Our experience shows:
- Traditional PAMPA models often fail for PROTACs
- Cell-based systems (Caco-2, MDR1-MDCK) are preferred
- When in doubt, go straight to in vivo PK studies
Navigating Metabolism and Bioanalysis
PROTACs share some metabolic pathways with small molecules but present unique analytical challenges:
Challenge | Solution |
CYP3A4 metabolism | Early metabolite identification |
Tight protein binding | Ultracentrifugation with diluted plasma |
MS signal complexity | Optimize dionization parameters |
Key Insight: “We’ve found the unbound fraction remains the best predictor of pharmacological activity, even for these large molecules,” shares Dr. Chandrasekaran.

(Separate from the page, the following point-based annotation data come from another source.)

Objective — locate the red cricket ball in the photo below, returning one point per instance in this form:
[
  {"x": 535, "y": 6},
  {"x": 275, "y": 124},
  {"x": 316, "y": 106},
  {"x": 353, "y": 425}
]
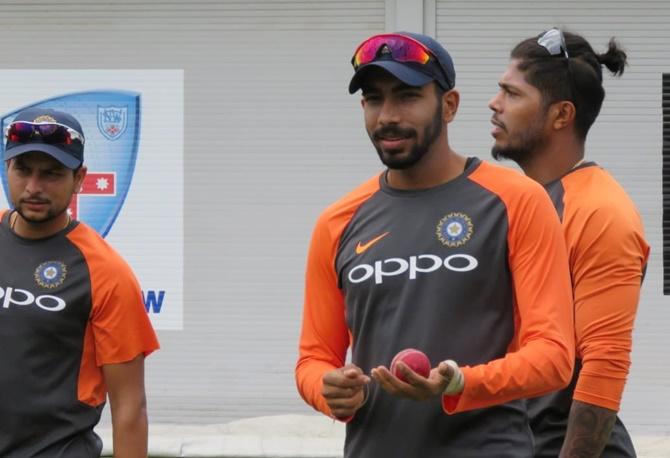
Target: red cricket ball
[{"x": 415, "y": 359}]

From Bench to Bedside: Translation Strategies
Q: How do we translate preclinical findings to human predictions?
Our team emphasizes:
- Understanding species-specific differences (e.g., cyno gut CYP3A4)
- Careful cassette dosing design to avoid drug-drug interactions
Stage-appropriate formulation strategies:
- Early discovery: Co-solvent systems
- Development: Advanced formulations like micronization
The Road Ahead
As PROTACs move through clinical development, solving these ADME challenges becomes increasingly critical. Syngene’s integrated approach – combining deep scientific expertise with purpose-built assays and predictive modeling – is helping accelerate this promising new class of therapeutics toward patients in need.